SAN FRANCISCO – Visits to the emergency department and urgent care by adolescents using marijuana in Colorado increased from 2005 to 2015, a retrospective study showed.
The state legalized medical marijuana use in 2000 and recreational marijuana use in 2014.
“Adolescents with psychiatric illness comprised a large proportion of marijuana exposures,” said lead author, of the University of Colorado at Denver in Aurora. “Coingestants were common and included ethanol, amphetamines, and opiates,” he said at the Pediatric Academic Societies meeting.
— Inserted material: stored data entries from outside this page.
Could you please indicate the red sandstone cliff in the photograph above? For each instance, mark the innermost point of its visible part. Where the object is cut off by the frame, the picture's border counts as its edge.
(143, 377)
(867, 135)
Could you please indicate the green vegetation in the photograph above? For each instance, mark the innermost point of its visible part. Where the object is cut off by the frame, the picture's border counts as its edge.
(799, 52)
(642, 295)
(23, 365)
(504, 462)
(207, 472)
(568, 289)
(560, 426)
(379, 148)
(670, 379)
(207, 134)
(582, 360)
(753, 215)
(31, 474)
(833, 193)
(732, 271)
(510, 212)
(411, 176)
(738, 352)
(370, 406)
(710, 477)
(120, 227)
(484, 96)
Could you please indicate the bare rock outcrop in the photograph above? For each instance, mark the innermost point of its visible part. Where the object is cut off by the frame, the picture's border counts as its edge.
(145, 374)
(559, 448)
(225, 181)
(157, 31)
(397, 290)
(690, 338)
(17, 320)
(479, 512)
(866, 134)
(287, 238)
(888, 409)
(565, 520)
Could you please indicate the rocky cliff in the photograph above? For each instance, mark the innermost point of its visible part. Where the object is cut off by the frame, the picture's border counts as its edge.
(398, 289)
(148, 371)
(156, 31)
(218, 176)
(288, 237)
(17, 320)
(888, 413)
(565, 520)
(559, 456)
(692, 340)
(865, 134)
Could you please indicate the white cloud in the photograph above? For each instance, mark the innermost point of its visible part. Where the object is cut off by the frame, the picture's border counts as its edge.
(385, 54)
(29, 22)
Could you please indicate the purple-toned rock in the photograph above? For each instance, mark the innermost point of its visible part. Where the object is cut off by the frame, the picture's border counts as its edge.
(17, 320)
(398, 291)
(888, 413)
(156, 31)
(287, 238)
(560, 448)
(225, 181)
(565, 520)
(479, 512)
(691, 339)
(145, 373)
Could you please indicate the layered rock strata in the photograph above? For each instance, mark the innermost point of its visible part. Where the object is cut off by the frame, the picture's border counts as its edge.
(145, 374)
However, only eight states have legalized recreational use, and federal data may not reflect the reality within states with legalization. In Colorado, 8% of youth in that age range have used marijuana in the past month.
Dr. Wang and his colleagues therefore conducted a retrospective review of adolescent and young adult visits to the Children’s Hospital Colorado ED or any of the system’s urgent care clinics between January 2005 and December 2015. They included all individuals 13-21 years old who had a positive urine drug screen for marijuana or whose visit was coded for marijuana use (ICD-9 codes of 305.20, 969.6, or E854.1).
During those 11 years, 3,844 visits occurred, and the rate of visits related to cannabis increased from 2/1,000 emergency department/urgent care visits in 2009 to 4/1,000 in 2015. A little over half (55%) of the patients were male, and the average age was 16 years.
A nearly linear steady increase in the number of visits occurred over the study period, from 146 visits in 2005 to 639 visits in 2015. Similarly, the number of annual psychiatry evaluations increased fivefold, from 75 in 2005 to 394 in 2015. Two-thirds of the patients overall (66%) underwent a psychiatric evaluation.
The most common ICD codes reported were for unspecified cannabis use (50% of visits), unspecified episodic mood disorder (20%), and alcohol abuse (15%). Urine drug screens for alcohol were positive in 70% of the patients, while amphetamines, benzodiazepines, opiates, and cocaine were each present in 4% of the patients. Less than 1% had positive drug screens for phencyclidine, barbiturates, oxycodone, and 3,4-methylenedioxy-methamphetamine.
Close behind unspecified alcohol abuse were codes for suicidal ideation and depressive disorder, both noted in 14% of visits. Additional codes, present in 9%-12% of visits, included educational circumstance, ADHD, unspecified anxiety, unspecified asthma, and tobacco use disorder.
Just over half of all patients (53%) were discharged home. Approximately one-quarter (27%) were admitted, and 10% were transferred to another facility. Information was not provided for the remaining 10%.
“Targeted education and prevention strategies for marijuana use are necessary in the adolescent population to reduce the public health impact,” Dr. Wang said, adding that the ED should initiate behavioral health screenings and/or interventions, such as referral to treatment, with adolescents using marijuana.
Because the study was conducted at a tertiary care hospital in a state with legalized recreational marijuana, the findings are not likely generalizable, and the researchers relied only on ICD codes and drug screens without conducting full chart reviews. The data set also began 5 years after medical marijuana was legalized, precluding the ability to make in-state comparisons to when marijuana was completely illegal.
The study had no external funding. Dr. Wang disclosed he has a Colorado department of public health and environment (CDPHE) grant evaluating pharmacokinetics of cannabidiol in pediatric epilepsy patients. He also serves on a CDPHE advisory committee on health effects and impact of cannabis on public health and is a contributing author on related topics for UpToDate.